Thursday, December 3, 2020

Fan your flow

 



Life makes plans, god laughs. 

God you ironic bastard.

My medical team decided to add one more week of chemotherapy to my existing regiment due to a minor set back aka my horror film sized stye. This means my last day of chemo will be 12/11. The same day as the first day of Hanukkah. For the Festival of Lights I was going to ask for a helicopter wrapped in mink carrying 55 lbs of Godiva, and peace on earth of course, but I’ll settle for my final day of toxic chemicals coursing through my bloodstream.

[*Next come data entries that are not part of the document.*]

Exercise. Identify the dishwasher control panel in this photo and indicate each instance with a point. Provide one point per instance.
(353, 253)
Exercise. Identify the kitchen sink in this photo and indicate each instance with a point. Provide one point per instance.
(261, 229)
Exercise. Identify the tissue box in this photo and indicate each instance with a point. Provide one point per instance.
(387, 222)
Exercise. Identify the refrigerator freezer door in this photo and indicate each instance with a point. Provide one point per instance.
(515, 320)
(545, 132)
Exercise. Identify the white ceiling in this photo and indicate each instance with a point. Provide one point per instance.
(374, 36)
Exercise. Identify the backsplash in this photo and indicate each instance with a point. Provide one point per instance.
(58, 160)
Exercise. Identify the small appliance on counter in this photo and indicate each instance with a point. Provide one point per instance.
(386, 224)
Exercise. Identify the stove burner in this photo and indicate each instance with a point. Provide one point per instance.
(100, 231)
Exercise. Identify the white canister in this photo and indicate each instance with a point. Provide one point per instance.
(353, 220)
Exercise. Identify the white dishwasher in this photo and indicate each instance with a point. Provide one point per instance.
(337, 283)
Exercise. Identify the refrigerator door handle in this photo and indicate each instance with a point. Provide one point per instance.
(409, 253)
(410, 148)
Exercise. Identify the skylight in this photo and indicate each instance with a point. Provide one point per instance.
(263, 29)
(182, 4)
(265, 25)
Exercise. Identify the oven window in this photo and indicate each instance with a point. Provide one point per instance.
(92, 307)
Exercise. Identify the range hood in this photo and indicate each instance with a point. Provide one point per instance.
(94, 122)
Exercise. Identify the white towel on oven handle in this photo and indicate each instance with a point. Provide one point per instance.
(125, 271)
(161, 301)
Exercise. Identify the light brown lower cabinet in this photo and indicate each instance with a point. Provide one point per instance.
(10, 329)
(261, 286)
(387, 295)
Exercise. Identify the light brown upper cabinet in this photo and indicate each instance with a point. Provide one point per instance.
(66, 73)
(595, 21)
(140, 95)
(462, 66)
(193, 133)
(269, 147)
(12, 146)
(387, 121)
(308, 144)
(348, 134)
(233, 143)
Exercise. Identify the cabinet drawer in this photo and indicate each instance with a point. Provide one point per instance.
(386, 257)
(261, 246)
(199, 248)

Since my last day for treatment has been moved, so has my mastectomy date. My new surgery date is 1/13. Mixed feelings on that one. On one hand I’m wildly disappointed. I told my friends, marked it in my day planner and even circled the date on our chalkboard refrigerator calendar. On the other, more responsible hand, I’m relieved that I won’t be ushered in to have major surgery on the same week as Christmas. 

Ho hum.

If I’ve learned nothing it’s I know nothing. Kiddingggggg. I know a little. And mostly it consists of the reality that we should all be like water. Flowing, tranquil at times, tumultuous at others. Be like water. Go with the flow. Don’t wish your life away. Enjoy it all. Even the reschedules. 

Walking the line of feeling grateful, obsessively trying to appreciate every moment given, maintaining a level of sincere hatred towards big business and greed while facing my own mortality seems to be exactly what the Christmas spirit is all about. 

My “hair” is growing in and as if feeling the need to rival the awkwardness of my seventh grade soft touched laser backgrounded school picture, is portraying itself in a fuzzy chick bum that is neither cute nor couture. 

Don’t wish your life away.

Lilah trying to hold in her laughter after the dog farts because she’s “mad.” Tommy giving the “finger gun” in every picture. My mom saying “for crying out loud” every time she makes the slightest marginal mistake. My dad playing bass to an imaginary musical arrangement while “listening” to my diatribe of why there should be more trades taught in the public schools. Steve finally committing to growing a beard after being told he didn’t look a day over 19. 

These are a few of my favorite things. 

Have they always been there? Why did it take me getting cancer to stop and see them? Does it matter? No it doesn’t. I see them now and I’m never letting go.